Repository files navigation

doc2graph

PyPI version PyPI downloads Python CI License

Turn documents into queryable knowledge graphs — no LLM required.

When you need to answer questions over long files, reports, or multi-document corpora, naive chunking loses structure. doc2graph extracts entities, relationships, and context as a graph, ranks relevant nodes with Personalized PageRank, and hands you exactly what your LLM needs.

Pure Python. No LLM dependency. Bring your own model.


Why graph-based context?

Approach What you lose
Fixed-size chunking Sentence boundaries, section context, cross-references
Embedding search Exact match, structural relationships, citation graphs
doc2graph Nothing — relationships are explicit edges

The graph knows that a claim is supported by evidence in a specific section, which cites a reference, which is authored by a specific person. Flat chunks don't.


Quick start

pip install docs2graph
# Extract a knowledge graph from a paper
docs2graph paper.md --graph knowledge --output paper.graph.json

# Extract ADR-style decisions from architecture docs
docs2graph architecture.md --graph decision --output decisions.graph.json

# Process an entire documentation corpus
docs2graph ./docs --graph all --output corpus.graph.json
from doc2graph import DocumentGraph

# Single document
g = DocumentGraph.from_document("report.pdf", graph_type="knowledge")
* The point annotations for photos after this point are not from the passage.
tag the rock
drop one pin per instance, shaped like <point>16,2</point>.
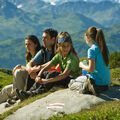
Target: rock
<point>62,101</point>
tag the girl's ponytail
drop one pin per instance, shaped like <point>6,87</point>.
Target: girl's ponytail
<point>100,40</point>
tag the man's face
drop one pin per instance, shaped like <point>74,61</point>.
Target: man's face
<point>47,42</point>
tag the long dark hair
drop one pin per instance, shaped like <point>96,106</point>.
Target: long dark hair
<point>96,34</point>
<point>53,33</point>
<point>35,40</point>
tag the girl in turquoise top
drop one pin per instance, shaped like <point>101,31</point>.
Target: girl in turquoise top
<point>98,56</point>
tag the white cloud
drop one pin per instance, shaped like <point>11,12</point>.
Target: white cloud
<point>52,3</point>
<point>19,6</point>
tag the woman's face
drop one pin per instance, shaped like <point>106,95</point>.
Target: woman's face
<point>65,48</point>
<point>30,46</point>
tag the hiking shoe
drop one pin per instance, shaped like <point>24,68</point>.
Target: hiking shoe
<point>7,105</point>
<point>90,87</point>
<point>25,94</point>
<point>18,92</point>
<point>11,101</point>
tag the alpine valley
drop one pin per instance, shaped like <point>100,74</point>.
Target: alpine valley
<point>19,18</point>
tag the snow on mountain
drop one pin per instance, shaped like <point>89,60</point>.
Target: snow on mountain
<point>63,1</point>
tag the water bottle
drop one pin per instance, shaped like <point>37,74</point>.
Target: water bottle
<point>84,72</point>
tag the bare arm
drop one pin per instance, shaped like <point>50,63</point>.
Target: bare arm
<point>57,78</point>
<point>90,67</point>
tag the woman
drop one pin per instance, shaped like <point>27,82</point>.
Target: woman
<point>20,73</point>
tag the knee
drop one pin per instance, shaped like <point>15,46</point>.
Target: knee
<point>7,90</point>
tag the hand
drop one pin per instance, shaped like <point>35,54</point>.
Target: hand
<point>15,68</point>
<point>43,81</point>
<point>33,75</point>
<point>38,79</point>
<point>81,64</point>
<point>33,69</point>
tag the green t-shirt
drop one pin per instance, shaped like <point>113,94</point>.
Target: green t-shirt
<point>71,62</point>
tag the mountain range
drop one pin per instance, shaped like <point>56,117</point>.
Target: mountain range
<point>19,18</point>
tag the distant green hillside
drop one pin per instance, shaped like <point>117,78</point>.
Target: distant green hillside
<point>5,77</point>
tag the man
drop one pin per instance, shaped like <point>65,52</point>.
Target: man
<point>42,57</point>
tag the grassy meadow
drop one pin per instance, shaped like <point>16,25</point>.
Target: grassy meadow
<point>109,110</point>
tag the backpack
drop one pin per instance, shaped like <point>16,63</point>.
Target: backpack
<point>43,49</point>
<point>83,85</point>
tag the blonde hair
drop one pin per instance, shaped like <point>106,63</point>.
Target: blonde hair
<point>96,35</point>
# Rank nodes relevant to a query
context = g.rank("what are the key risks?", k=10)
# Pass context["nodes"] + context["edges"] to your LLM

Installation

Core (Markdown, plain text, HTML, JSON, CSV, code files):

pip install docs2graph

With PDF support:

pip install "docs2graph[pdf]"

With Word / PowerPoint support:

pip install "docs2graph[docx,pptx]"

With OCR (images, scanned PDFs):

pip install "docs2graph[ocr]"
# Also requires: apt install tesseract-ocr  (Ubuntu/Debian)
#                brew install tesseract     (macOS)

Everything:

pip install "docs2graph[all]"

How it works

Document / File / Corpus
         │
         ▼
   Format loader ──► Text + structure
         │
         ▼
   Extractor ──► Nodes (entities, sections, claims, ...)
         │         └─► Edges (contains, references, defines, ...)
         ▼
   Knowledge graph (plain JSON)
         │
         ▼
   query → Personalized PageRank → Ranked subgraph
         │
         ▼
   Your LLM prompt
  1. Load — auto-detects format, handles encoding, extracts clean text and structure
  2. Extract — turns structure into typed graph nodes and labeled edges
  3. Rank — Personalized PageRank starting from query-matched nodes surfaces the most relevant subgraph
  4. Use — pass context["nodes"] + context["edges"] to any LLM

Graph types

knowledge — for research papers, reports, documentation

Extracts: documents, sections, concepts, definitions, claims, evidence, tables, citations, references, URLs

docs2graph paper.md --graph knowledge --output paper.graph.json
g = DocumentGraph.from_document("paper.md", graph_type="knowledge")
context = g.rank("graph-based context ranking", k=15)

Relationships: contains, references, defines, defined_by, supports, cites, resolves_to, links_to

Inline citations ([1], (Smith, 2024)) are resolved to matching # References entries. Claim-to-evidence support links are deterministic and conservative — only same-section evidence or evidence sharing meaningful terms with the claim.

decision — for ADRs and architecture documents

Extracts: problems, context/drivers, options, pros, cons, tradeoffs, decisions, consequences, confidence

docs2graph architecture.md --graph decision --output decisions.graph.json
decisions = DocumentGraph.from_document("adr.md", graph_type="decision")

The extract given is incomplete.